Não era o único a buscar nas garrafas da branquinha inspiração para abrilhantar seu pronunciamento

Na simpática cidade de Santa Cecília (que eu não conheço, mas por isso mesmo merece de mim pelo menos o título de simpática), um vereador teve atuação especialmente destacada em sessão do legislativo local. Alegando que nunca se pronunciava nas reuniões, insistiu no seu direito de, pelo menos uma vez, falar como bem lhe aprouvesse, ainda que lhe aprouvesse falar embriagado, como era justamente o caso naquele momento.   Não sei se esse senhor é um bom representante do povo, mas não se pode negar que é um homem sincero. O nobre edil começou seu discurso informando aos presentes que havia “tomado umas cachaças” antes de se dirigir à sessão do dia e, mais, afirmou que todos os colegas faziam o mesmo, isto é: degustavam umas e outras antes de vir trabalhar em favor do povo santa-ceciliense. A se acreditar em sua etílica sinceridade, nenhum dos presentes podia lhe cassar as palavras e nem havia motivo para tanto. Afinal, não era o único a buscar nas garrafas da branquinha inspiração para abrilhantar seu pronunciamento.

No pequeno plenário, os protestos foram poucos, não sei se porque a acusação tinha fundamento, ou se porque reconheciam que o orador falava com a autoridade que seus eleitores lhe conferiram, embora com voz arrastada e pernas oscilantes.

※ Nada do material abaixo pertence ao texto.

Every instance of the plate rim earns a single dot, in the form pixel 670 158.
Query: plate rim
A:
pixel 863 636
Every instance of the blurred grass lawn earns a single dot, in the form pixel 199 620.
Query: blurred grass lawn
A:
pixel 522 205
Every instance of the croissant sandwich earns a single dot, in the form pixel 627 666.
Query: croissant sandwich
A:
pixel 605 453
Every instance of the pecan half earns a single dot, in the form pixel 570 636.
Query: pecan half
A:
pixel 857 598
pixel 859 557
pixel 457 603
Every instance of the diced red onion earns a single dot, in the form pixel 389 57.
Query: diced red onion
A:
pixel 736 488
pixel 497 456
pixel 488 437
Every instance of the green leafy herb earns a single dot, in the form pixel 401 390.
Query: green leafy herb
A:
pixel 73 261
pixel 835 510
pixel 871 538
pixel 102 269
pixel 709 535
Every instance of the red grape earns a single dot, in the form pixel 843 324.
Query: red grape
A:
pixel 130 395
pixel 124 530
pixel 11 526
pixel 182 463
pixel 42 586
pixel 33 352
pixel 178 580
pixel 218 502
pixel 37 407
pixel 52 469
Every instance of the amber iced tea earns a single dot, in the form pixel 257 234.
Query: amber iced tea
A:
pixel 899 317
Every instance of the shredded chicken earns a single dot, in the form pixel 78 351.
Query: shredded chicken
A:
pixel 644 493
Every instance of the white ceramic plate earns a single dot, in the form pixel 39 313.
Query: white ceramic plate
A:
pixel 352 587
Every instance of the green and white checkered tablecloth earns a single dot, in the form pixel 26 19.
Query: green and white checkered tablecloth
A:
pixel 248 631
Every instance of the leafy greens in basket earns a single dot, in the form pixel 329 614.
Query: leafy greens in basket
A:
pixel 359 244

Contudo, a certa altura dos acontecimentos, o presidente da Casa julgou por bem advertir o colega de que este devia se ater ao assunto em pauta, ao que o orador retrucou, ébrio de autoridade: “Posso falar? Posso falar? Eu nunca falo nessa... de Câmara. Hoje vou falar”. E seguiu elogiando a prefeita, que, segundo sua sóbria avaliação, “é a melhor que essa cidade já teve!” Por fim, entre risos de uns e constrangimento de outros, o presidente deliberou encerrar a sessão, sob protestos do parlamentar, que certamente não havia elogiado suficientemente a chefe do governo municipal.

Não sei se o ditado latino “in vino veritas” se aplica à estimada aguardente nacional e se a prefeita se sentiu valorizada ou envergonhada com a entusiástica defesa do seu correligionário. É improvável que “in cachaça veritas”, o mais certo é que ela seja a causa de muita tristeza. Mas às vezes os bêbados protagonizam cenas de comédia pastelão, como se viu nessa histórica sessão legislativa.

Essa notícia me fez lembrar de uma anedota que há alguns anos se contava sobre um dos mais conhecidos políticos de nossa cidade. Eleito deputado estadual, comparecia regularmente à assembleia, em cujas cadeiras aproveitava para descansar da exaustiva viagem à capital do estado. Como na época não havia celular, contentava-se em passar os olhos pelo jornal do dia e depois tirava uma soneca, embalado pela voz dos colegas que peroravam na tribuna. Não incomodava ninguém, não perturbava o sono dos demais deputados, nem prolongava inutilmente a sessão. Eis que um dia, para espanto geral, nosso representante naquela Casa levanta a mão e pede a palavra. Concentração geral. “Finalmente vamos ouvi-lo!”  Com a solenidade que as circunstâncias exigiam, fez o seu primeiro pronunciamento: “Senhor Presidente, peço a Vossa Excelência que mande fechar a janela em frente, pois o vento está me incomodando”.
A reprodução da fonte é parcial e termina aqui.